IF THE WAR WERE A TV SHOW, IT WOULD BE CANCELLED

  Pretty sad commentary. Recently the Pew Research Center conducted a poll where they asked Americans to estimate how many soldiers had died in Iraq after all this time. Only 28% got anywhere close. Only 6% of Americans say they are even following the wars. This is a sad fact and only going to get worse. People don't have any investment: Americans have not been asked in any way to make any sacrifices. And, although my practical mind says that at some point we have to pay the piper; still, sharper minds than me have said that we can continue to fund the war indefinitely as it is a small part of the gross national product/expense. My interest, however, is in the moral and spiritual toll the war has taken and this will only grow.

  To say that we are in a disconnect is way beyond the pale. We have an absolute plethora of books and movies written and made from every conceivable viewpoint of the war. Guess what? The movies go unwatched and the books unread. A movie like Rendition with top stars and a compelling story of "what ifs" almost went straight to video. It is a story of innocents going to foreign prisons, one in particular; and the powers that be simply willing to indict a scapegoat. Bureaucrats considering career before lives and surely before honor.

  The movie had some of the best lines and scenes that I've seen ever. With Reece Witherspoon, the distraught wife saying to the witch of a bureaucrat, "I only want to find my husband." The witch lying through her teeth: I wish I could help you my dear. And, then a Senator's aide, trying but then realizing that there's nowhere else to go: believe the government or trust his instincts. The government sadly wins through lies.

  Rendition, at least, reaches out and gives conscience a chance--Jake Gyllenhaal, a green CIA agent, who is smarter than he looks but gets it. The government says, "we don't torture." He says, I'm looking at torture. Good for him. Atta boy.

  Then comes some Iraqi vet who has started his own music label, To The Fallen which has already released three CDs. I am ordering them and encourage all to do the same--a small thing we can do.

  MY LAI REVISITED--A LESSON TO RELEARN

  Last night, PBS aired a Frontline Program on My Lai. I didn't think I could watch it but did. Terrific program. It made me ashamed and sad. However, having said that, I have to say I understand how soldiers in combat reach a state of insanity. They have seen their buds die with booby traps and shot by snipers, etc.

  Those profiled were, in general, emotionally unsophisticated soldiers, led by two men who were equally emotionally unsophisticated. You have Medina, a Mexican American,  out to prove himself. Calley, who under most circumstances, would have been rejected as officer material. But, this was Vietnam and the "powers that be" filled the ranks with most anybody they could get. Plus, the men they interviewed were young then, also emotionally unsophisticated but grasped the basic concept that they are taught to follow orders, plain and simply. Some sorry assholes who pontificate about rules of war and lawful orders sit in some air-conditioned conference room at the Pentagon and beat their chests and think about the global world of the domino theory. MFers. They are not out there in the jungle trying to stay alive.

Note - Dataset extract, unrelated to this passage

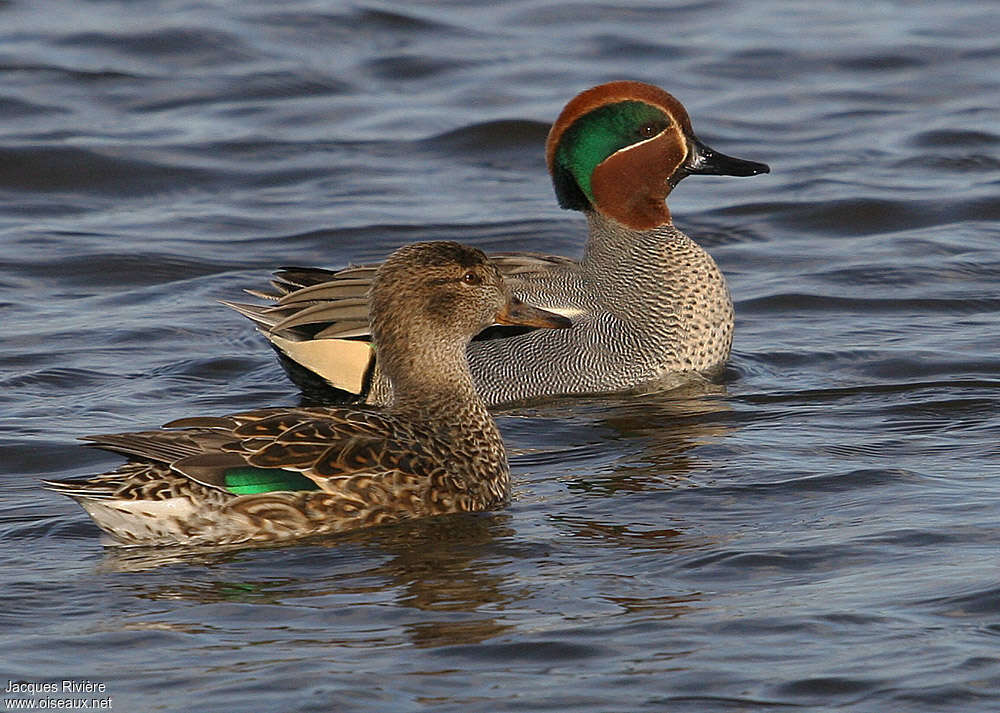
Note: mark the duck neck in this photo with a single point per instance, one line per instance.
(616, 253)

  And, add to this a basic belief that the men of Charlie Company were facing a fight with a battalion sized force. They were psyched for it. At least a few of them were. It was a breakdown in leadership, not only at the Company level but up the chain.

  The research on conditions were a little faulty. A "free fire zone" had a basic rule--Civilians were moved out if they didn't leave voluntarily. And, before a village was prepped, meaning artillery fired, it was swept by a company of infantry soldiers closest to the village. Often the VC were underground anyway but the rule was that no civilians were in the village. What happened with Charley Company was a case of somebody up the chain messing up. They should not have encountered civilians. It was a sorry thing to make people leave their homes bit it was better than them being killed. And, it worked by in large. A last thing : There were no formal battalions of VC (Viet Cong). The VC were guerillas and were organized loosely and not terribly unlike what we are seeing in Iraq or Afghanistan. We didn't see battalions until the NVA ( North Vietnamese Army) showed up which was about a year after My Lai.

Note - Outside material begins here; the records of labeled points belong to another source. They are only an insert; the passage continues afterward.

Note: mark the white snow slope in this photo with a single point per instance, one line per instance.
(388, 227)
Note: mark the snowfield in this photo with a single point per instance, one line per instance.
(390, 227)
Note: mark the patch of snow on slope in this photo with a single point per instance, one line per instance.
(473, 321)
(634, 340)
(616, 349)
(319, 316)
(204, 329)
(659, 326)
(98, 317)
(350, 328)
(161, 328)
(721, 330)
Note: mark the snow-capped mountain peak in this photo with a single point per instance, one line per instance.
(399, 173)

  40 some years later, Calley apologized to the Vietnamese and said he was sorry. It may not be much but it is something.

  And, to think we are still in two wars is so sad to me. And, Afghanistan is eerily like Vietnam: a quagmire but worst.

  A last thing I just thought of: In the program last night: two things struck me,among many. Even though we had the draft, the soldiers appeared the same then as now with the Volunteer Army. Pretty average but far from being a cross section of America; and the program showed all these protests in the states which actually forced an accounting of My Lai. Where are those protests now. What is the difference? God bless us.